Experts are still discussing two possible dates.
Supporters of the "quick time" theory maintain that, when the
Chapel was consecrated on March 25, 1305, the frescoes had been completed
in the nave area (the part carried out by Giotto himself), while those
who favour the "long time" view argue that, by that date, only
the building itself had been completed and the decorations would have
started immediately afterwards, going ahead for quite a long time, since
the only requirement, at least from the documentary point of view, would
be that of not going beyond the citation by Riccobaldo da Ferrara (1312-13).
It should be remembered that another document mentions an important date
in the story of the wall paintings: January 9, 1305, when the Augustinian
friars from the nearby Eremite monastery fired off an angry protest demanding
that the work be stopped since the building did not correspond to the
original plan approved by the bishop.
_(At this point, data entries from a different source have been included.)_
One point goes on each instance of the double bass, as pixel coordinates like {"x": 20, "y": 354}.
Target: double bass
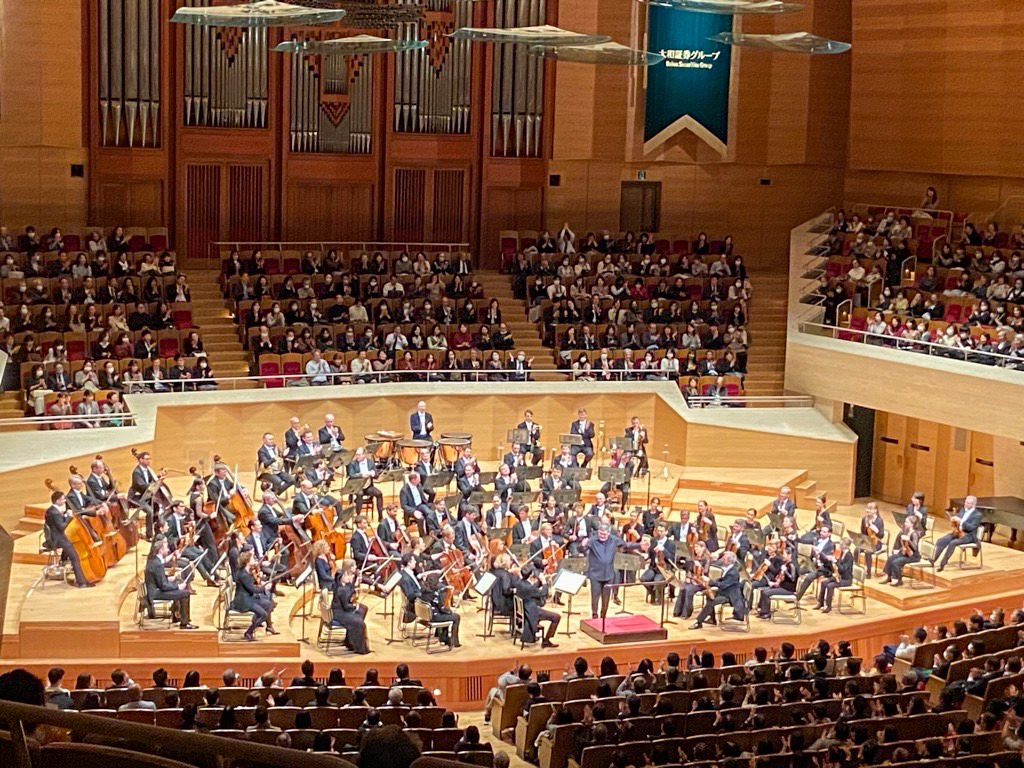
{"x": 82, "y": 538}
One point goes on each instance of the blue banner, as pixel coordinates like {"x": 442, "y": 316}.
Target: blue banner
{"x": 691, "y": 88}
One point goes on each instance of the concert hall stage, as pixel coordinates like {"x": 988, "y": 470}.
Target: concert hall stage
{"x": 732, "y": 460}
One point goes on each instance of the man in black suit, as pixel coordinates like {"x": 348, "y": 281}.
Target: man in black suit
{"x": 821, "y": 555}
{"x": 141, "y": 478}
{"x": 659, "y": 543}
{"x": 421, "y": 423}
{"x": 532, "y": 445}
{"x": 728, "y": 590}
{"x": 54, "y": 521}
{"x": 534, "y": 593}
{"x": 218, "y": 491}
{"x": 330, "y": 433}
{"x": 159, "y": 587}
{"x": 272, "y": 465}
{"x": 969, "y": 519}
{"x": 414, "y": 500}
{"x": 585, "y": 428}
{"x": 363, "y": 466}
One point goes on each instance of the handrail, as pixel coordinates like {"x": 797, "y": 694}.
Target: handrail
{"x": 961, "y": 354}
{"x": 14, "y": 715}
{"x": 322, "y": 245}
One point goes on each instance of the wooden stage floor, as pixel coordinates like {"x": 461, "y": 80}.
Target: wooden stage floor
{"x": 94, "y": 629}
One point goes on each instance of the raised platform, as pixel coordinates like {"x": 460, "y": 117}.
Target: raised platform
{"x": 613, "y": 630}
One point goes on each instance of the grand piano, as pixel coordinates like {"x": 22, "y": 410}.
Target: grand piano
{"x": 997, "y": 510}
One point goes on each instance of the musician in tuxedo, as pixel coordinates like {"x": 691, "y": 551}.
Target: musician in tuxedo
{"x": 272, "y": 464}
{"x": 621, "y": 460}
{"x": 781, "y": 581}
{"x": 363, "y": 466}
{"x": 421, "y": 423}
{"x": 784, "y": 505}
{"x": 515, "y": 457}
{"x": 414, "y": 500}
{"x": 54, "y": 521}
{"x": 532, "y": 445}
{"x": 916, "y": 507}
{"x": 467, "y": 537}
{"x": 600, "y": 550}
{"x": 904, "y": 551}
{"x": 821, "y": 518}
{"x": 690, "y": 587}
{"x": 159, "y": 587}
{"x": 524, "y": 529}
{"x": 218, "y": 491}
{"x": 821, "y": 555}
{"x": 346, "y": 611}
{"x": 871, "y": 525}
{"x": 842, "y": 576}
{"x": 141, "y": 477}
{"x": 469, "y": 482}
{"x": 176, "y": 528}
{"x": 565, "y": 459}
{"x": 727, "y": 590}
{"x": 737, "y": 541}
{"x": 968, "y": 519}
{"x": 638, "y": 433}
{"x": 534, "y": 591}
{"x": 330, "y": 434}
{"x": 507, "y": 482}
{"x": 658, "y": 546}
{"x": 585, "y": 428}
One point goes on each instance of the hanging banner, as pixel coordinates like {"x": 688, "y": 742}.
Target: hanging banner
{"x": 690, "y": 90}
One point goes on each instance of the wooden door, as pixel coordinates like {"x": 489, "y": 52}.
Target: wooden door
{"x": 890, "y": 446}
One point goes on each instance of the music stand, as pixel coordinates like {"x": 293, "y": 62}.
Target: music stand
{"x": 576, "y": 474}
{"x": 388, "y": 589}
{"x": 441, "y": 479}
{"x": 569, "y": 583}
{"x": 482, "y": 587}
{"x": 566, "y": 496}
{"x": 529, "y": 473}
{"x": 626, "y": 443}
{"x": 614, "y": 475}
{"x": 630, "y": 562}
{"x": 301, "y": 581}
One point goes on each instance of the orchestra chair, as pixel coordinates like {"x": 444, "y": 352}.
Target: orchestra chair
{"x": 743, "y": 626}
{"x": 147, "y": 608}
{"x": 518, "y": 621}
{"x": 424, "y": 620}
{"x": 976, "y": 550}
{"x": 792, "y": 613}
{"x": 914, "y": 571}
{"x": 327, "y": 633}
{"x": 854, "y": 592}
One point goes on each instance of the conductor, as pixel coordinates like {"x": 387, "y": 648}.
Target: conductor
{"x": 600, "y": 569}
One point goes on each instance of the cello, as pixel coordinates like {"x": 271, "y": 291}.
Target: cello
{"x": 128, "y": 530}
{"x": 115, "y": 545}
{"x": 89, "y": 552}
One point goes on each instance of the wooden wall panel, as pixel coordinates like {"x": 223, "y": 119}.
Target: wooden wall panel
{"x": 203, "y": 204}
{"x": 410, "y": 199}
{"x": 246, "y": 203}
{"x": 448, "y": 206}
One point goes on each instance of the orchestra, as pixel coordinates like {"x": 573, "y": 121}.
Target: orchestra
{"x": 439, "y": 541}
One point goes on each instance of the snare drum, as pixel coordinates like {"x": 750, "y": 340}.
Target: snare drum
{"x": 451, "y": 449}
{"x": 409, "y": 451}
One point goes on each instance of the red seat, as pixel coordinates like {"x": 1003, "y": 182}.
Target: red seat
{"x": 168, "y": 346}
{"x": 182, "y": 318}
{"x": 269, "y": 365}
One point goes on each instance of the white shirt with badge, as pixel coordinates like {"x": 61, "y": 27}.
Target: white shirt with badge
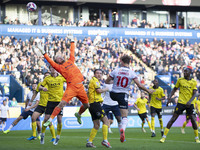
{"x": 29, "y": 96}
{"x": 4, "y": 110}
{"x": 106, "y": 96}
{"x": 122, "y": 76}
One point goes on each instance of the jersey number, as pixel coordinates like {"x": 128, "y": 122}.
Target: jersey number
{"x": 122, "y": 81}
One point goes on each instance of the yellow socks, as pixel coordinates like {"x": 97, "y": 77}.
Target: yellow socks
{"x": 161, "y": 123}
{"x": 59, "y": 128}
{"x": 105, "y": 131}
{"x": 92, "y": 134}
{"x": 34, "y": 125}
{"x": 184, "y": 124}
{"x": 196, "y": 133}
{"x": 153, "y": 123}
{"x": 149, "y": 124}
{"x": 165, "y": 132}
{"x": 52, "y": 130}
{"x": 43, "y": 128}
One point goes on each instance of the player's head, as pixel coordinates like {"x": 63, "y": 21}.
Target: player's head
{"x": 187, "y": 73}
{"x": 142, "y": 94}
{"x": 34, "y": 86}
{"x": 155, "y": 82}
{"x": 125, "y": 60}
{"x": 4, "y": 102}
{"x": 59, "y": 59}
{"x": 52, "y": 70}
{"x": 46, "y": 74}
{"x": 98, "y": 73}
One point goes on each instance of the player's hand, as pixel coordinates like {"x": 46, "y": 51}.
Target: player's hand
{"x": 41, "y": 49}
{"x": 188, "y": 104}
{"x": 44, "y": 89}
{"x": 70, "y": 36}
{"x": 168, "y": 101}
{"x": 26, "y": 109}
{"x": 150, "y": 91}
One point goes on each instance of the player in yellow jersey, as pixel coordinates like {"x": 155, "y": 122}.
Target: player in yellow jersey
{"x": 188, "y": 118}
{"x": 54, "y": 82}
{"x": 156, "y": 106}
{"x": 187, "y": 93}
{"x": 140, "y": 105}
{"x": 40, "y": 110}
{"x": 96, "y": 110}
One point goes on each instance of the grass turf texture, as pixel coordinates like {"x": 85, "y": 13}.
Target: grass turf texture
{"x": 76, "y": 140}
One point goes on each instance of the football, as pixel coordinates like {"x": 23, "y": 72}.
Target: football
{"x": 31, "y": 7}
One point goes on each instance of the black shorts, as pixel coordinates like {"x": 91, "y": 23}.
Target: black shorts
{"x": 3, "y": 119}
{"x": 96, "y": 111}
{"x": 143, "y": 116}
{"x": 50, "y": 107}
{"x": 113, "y": 109}
{"x": 40, "y": 109}
{"x": 25, "y": 115}
{"x": 181, "y": 107}
{"x": 156, "y": 110}
{"x": 121, "y": 98}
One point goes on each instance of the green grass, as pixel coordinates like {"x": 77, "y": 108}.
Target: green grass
{"x": 76, "y": 140}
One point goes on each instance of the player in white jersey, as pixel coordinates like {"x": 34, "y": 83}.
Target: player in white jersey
{"x": 111, "y": 107}
{"x": 28, "y": 110}
{"x": 4, "y": 111}
{"x": 123, "y": 76}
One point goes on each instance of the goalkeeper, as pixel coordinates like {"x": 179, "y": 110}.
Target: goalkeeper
{"x": 74, "y": 80}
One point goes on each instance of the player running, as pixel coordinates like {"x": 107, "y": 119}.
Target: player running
{"x": 29, "y": 109}
{"x": 140, "y": 105}
{"x": 4, "y": 111}
{"x": 96, "y": 111}
{"x": 156, "y": 106}
{"x": 187, "y": 93}
{"x": 111, "y": 107}
{"x": 74, "y": 78}
{"x": 123, "y": 76}
{"x": 53, "y": 84}
{"x": 40, "y": 110}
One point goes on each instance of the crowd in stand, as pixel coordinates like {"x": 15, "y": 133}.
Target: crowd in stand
{"x": 135, "y": 23}
{"x": 19, "y": 59}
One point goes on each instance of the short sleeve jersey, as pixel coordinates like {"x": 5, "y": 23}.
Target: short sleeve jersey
{"x": 122, "y": 77}
{"x": 141, "y": 104}
{"x": 93, "y": 95}
{"x": 159, "y": 93}
{"x": 186, "y": 88}
{"x": 55, "y": 87}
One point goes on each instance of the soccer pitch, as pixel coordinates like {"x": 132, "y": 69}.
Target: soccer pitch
{"x": 76, "y": 140}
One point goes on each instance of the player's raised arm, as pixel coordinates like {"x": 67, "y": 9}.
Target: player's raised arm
{"x": 52, "y": 63}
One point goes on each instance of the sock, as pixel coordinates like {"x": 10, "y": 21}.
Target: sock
{"x": 11, "y": 126}
{"x": 59, "y": 128}
{"x": 124, "y": 123}
{"x": 81, "y": 110}
{"x": 92, "y": 135}
{"x": 196, "y": 133}
{"x": 184, "y": 125}
{"x": 165, "y": 132}
{"x": 3, "y": 126}
{"x": 105, "y": 131}
{"x": 142, "y": 125}
{"x": 56, "y": 111}
{"x": 149, "y": 124}
{"x": 34, "y": 128}
{"x": 161, "y": 123}
{"x": 119, "y": 126}
{"x": 52, "y": 130}
{"x": 153, "y": 124}
{"x": 43, "y": 128}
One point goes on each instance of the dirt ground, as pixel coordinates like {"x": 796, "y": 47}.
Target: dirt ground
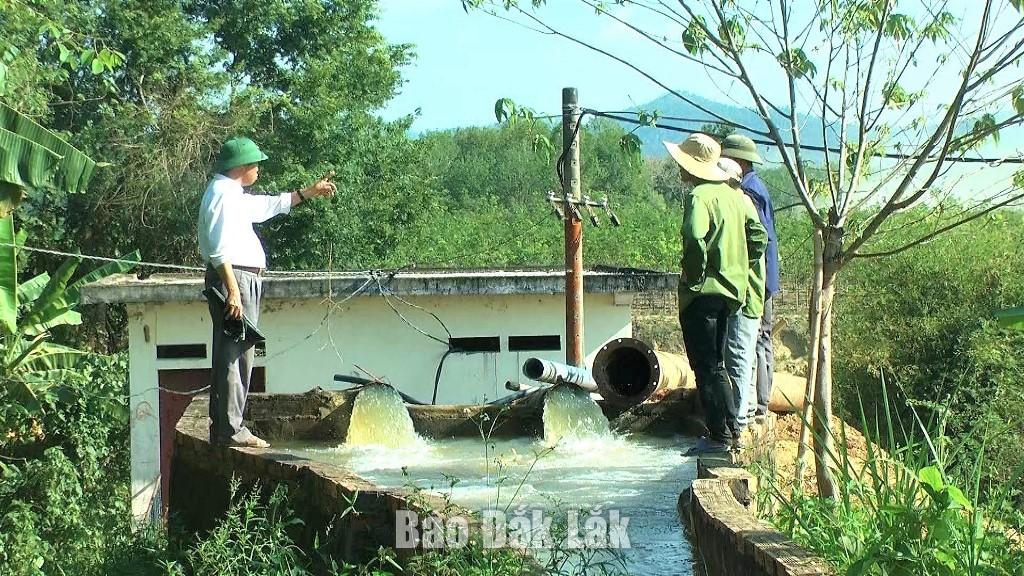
{"x": 781, "y": 456}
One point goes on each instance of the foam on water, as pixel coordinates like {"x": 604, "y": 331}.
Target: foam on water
{"x": 569, "y": 414}
{"x": 380, "y": 419}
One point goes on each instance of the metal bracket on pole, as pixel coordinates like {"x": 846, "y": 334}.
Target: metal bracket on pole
{"x": 558, "y": 203}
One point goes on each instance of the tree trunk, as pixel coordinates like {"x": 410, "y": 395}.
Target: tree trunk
{"x": 814, "y": 329}
{"x": 823, "y": 446}
{"x": 823, "y": 435}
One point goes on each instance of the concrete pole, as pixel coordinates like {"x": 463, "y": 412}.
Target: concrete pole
{"x": 573, "y": 230}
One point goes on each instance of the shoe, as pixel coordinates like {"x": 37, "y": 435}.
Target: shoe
{"x": 252, "y": 442}
{"x": 706, "y": 445}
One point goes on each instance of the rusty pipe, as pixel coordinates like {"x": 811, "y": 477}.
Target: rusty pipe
{"x": 628, "y": 371}
{"x": 558, "y": 373}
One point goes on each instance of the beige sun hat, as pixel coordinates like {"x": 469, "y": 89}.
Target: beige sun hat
{"x": 731, "y": 168}
{"x": 698, "y": 155}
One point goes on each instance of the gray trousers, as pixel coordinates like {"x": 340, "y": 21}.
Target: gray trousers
{"x": 766, "y": 358}
{"x": 232, "y": 362}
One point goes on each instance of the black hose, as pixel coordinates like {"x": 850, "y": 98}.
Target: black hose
{"x": 437, "y": 376}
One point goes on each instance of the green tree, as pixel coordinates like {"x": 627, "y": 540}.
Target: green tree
{"x": 899, "y": 130}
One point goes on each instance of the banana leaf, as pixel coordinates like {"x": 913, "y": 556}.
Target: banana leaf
{"x": 110, "y": 269}
{"x": 53, "y": 318}
{"x": 25, "y": 163}
{"x": 53, "y": 297}
{"x": 73, "y": 169}
{"x": 29, "y": 290}
{"x": 48, "y": 357}
{"x": 8, "y": 277}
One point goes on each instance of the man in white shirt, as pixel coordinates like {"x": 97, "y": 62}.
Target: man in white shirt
{"x": 236, "y": 261}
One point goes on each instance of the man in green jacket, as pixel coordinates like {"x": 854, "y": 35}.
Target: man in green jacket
{"x": 720, "y": 240}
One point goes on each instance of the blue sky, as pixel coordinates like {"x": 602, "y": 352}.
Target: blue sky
{"x": 466, "y": 62}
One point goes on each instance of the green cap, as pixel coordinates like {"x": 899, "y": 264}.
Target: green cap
{"x": 735, "y": 146}
{"x": 238, "y": 152}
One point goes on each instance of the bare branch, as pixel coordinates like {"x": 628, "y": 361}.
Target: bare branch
{"x": 940, "y": 231}
{"x": 638, "y": 70}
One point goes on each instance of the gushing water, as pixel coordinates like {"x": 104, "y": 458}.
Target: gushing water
{"x": 380, "y": 418}
{"x": 569, "y": 414}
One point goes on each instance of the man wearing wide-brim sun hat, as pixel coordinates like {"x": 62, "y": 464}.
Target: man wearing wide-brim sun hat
{"x": 720, "y": 238}
{"x": 236, "y": 261}
{"x": 744, "y": 152}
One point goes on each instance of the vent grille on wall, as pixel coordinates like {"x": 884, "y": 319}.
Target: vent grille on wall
{"x": 476, "y": 344}
{"x": 168, "y": 352}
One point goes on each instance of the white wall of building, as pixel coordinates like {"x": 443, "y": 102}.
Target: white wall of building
{"x": 306, "y": 346}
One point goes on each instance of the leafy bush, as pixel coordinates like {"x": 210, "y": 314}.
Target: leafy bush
{"x": 904, "y": 512}
{"x": 925, "y": 318}
{"x": 64, "y": 477}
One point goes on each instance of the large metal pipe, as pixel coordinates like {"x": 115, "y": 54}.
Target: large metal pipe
{"x": 628, "y": 371}
{"x": 558, "y": 373}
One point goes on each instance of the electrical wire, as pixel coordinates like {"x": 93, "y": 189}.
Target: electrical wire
{"x": 990, "y": 161}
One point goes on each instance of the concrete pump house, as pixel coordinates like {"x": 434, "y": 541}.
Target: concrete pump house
{"x": 315, "y": 329}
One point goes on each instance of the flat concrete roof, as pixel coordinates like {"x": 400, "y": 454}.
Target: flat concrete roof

The Eremites felt that their interests
had been severely threatened by the transformation of what should have
been a private oratorio into a church open to the general public, therefore
in direct competition with their own convent church. The final straw was
the erection of a campanile which they viewed as a thoroughly sneaky move.
It is highly likely that by that date at least the wall with the Last
Judgement on it had been largely or completely finished, and the model
of the Chapel depicted there must have reflected the building's overall
original design which was subsequently modified.
Bellinati, one of the leading experts on the Chapel's history, maintains
that the first consecration of the Chapel in 1303 concerned only the space
of what today is the nave, already roofed and therefore usable as a church.
Immediately following this, work began on enlarging the chapel and decorating
it - so that the second consecration in 1305 may have been for the completed
Chapel. In this case, the idea of "quick time" mentioned above,
might well stand and there is little reason to imagine a longer period
of time for completing the decorations.
As far as the wall paintings are concerned, it seems there is little doubt
that they were carried out when the nave of the Chapel had taken on (or
was about to do so) the layout that we see today. In the logical organisation
of the cycle - with its dense and precise "layered" references,
as recent research has shown - and the achievement of particular technical
and formal results, there was no time for substitutions or additions while
work was in progress. One can hazard a guess, therefore, that the work
was completed by 1305 or in any case not later than 1306.